New living conditions
Charlie, who has no experience of foraging in the wild, will initially be kept by himself while he adjusts to his new living conditions.
“Management, staff and visitors to the National Zoo will miss Charlie,” said Nontsikelelo Mpulo, Director of Marketing, Communication and Commercialisation at the South African National Biodiversity Institute. “He is a charismatic and charming member of the larger zoo community nationally and internationally. We all knew that the time would come when this majestic animal would have to retire. We extend our heartfelt wishes for his well-being and happiness in his new home.”
There are lessons to be learned from the Charlie saga. Around the world, keeping elephants in zoos is being challenged. It is increasingly acknowledged that it’s unacceptable and cruel to remove animals from their natural habitats and break up social units for the amusement of zoo visitors or in the name of research.

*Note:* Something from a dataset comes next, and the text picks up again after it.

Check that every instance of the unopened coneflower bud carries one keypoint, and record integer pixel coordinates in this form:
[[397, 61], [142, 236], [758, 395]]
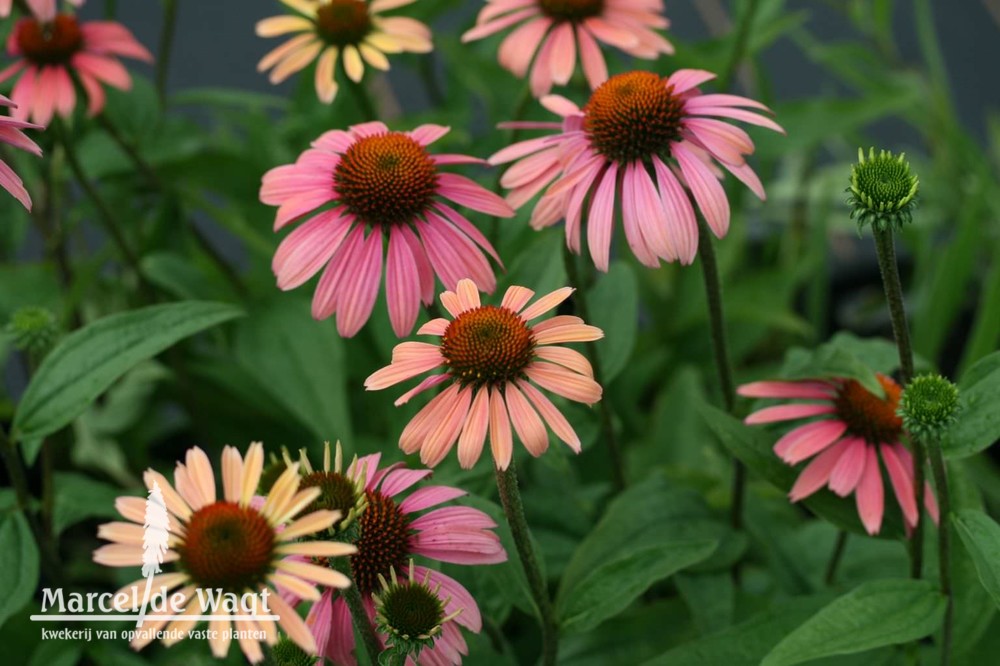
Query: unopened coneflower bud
[[883, 191], [929, 406]]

In zoos, elephants die much earlier than wild ones and are deprived of their most basic needs, resulting in a high mortality rate. It’s recognised that they cannot survive in near or complete isolation. They can become obese, diseased and stressed.
‘History of extreme exploitation’
According to the Pro-Elephant Network, “the history of elephants in zoos in South Africa is one of extreme exploitation, violence and death, which saw baby elephants, mainly between the ages of two and seven, violently removed from their mothers and families, who were often killed in front of them during culling.
“Charlie has witnessed the deaths of a number of elephants in his enclosure,” notes a Pro-Elephant Network report. “A growing body of scientific evidence supports the idea that non-human animals are aware of death, can experience grief and will sometimes mourn for their dead.”
There are about 1,500 formal and many more informal zoos in the world holding three to four million wild animals. Some creatures do well in good zoos, but elephants are not among them. For every calf born in a zoo, according to a report in Scientific American, on average another two die. This is almost three times the mortality rate in the wild.
The decades-long effort by zoos to preserve and protect elephants appears to be failing, exacerbated by substandard conditions and the denial of mounting scientific evidence that most elephants do not thrive in captivity. The overall infant-mortality rate for elephants in zoos is a staggering 40% – nearly triple the rate in the Asian or African wild.
In US zoos, 76 elephants have died since 2000, half of them before age 40. Nearly 50% of that country’s captive elephants display atypical behaviour such as swaying, rocking and placing vegetation or food on their heads.
If an institution’s yardstick is to do no harm to these animals – and it should be – elephants are increasingly being seen as beyond the capability of almost all zoos.
They are highly social, live in close family groups and move large distances in search of a great range of foods that cannot be replicated when in captivity. This is increasingly being acknowledged by zoo management.
Since 2000, 37 zoos in Europe have closed their elephant exhibits, including London’s Regent’s Park where they had been displayed for 170 years.
For Charlie, the isolation will soon be over.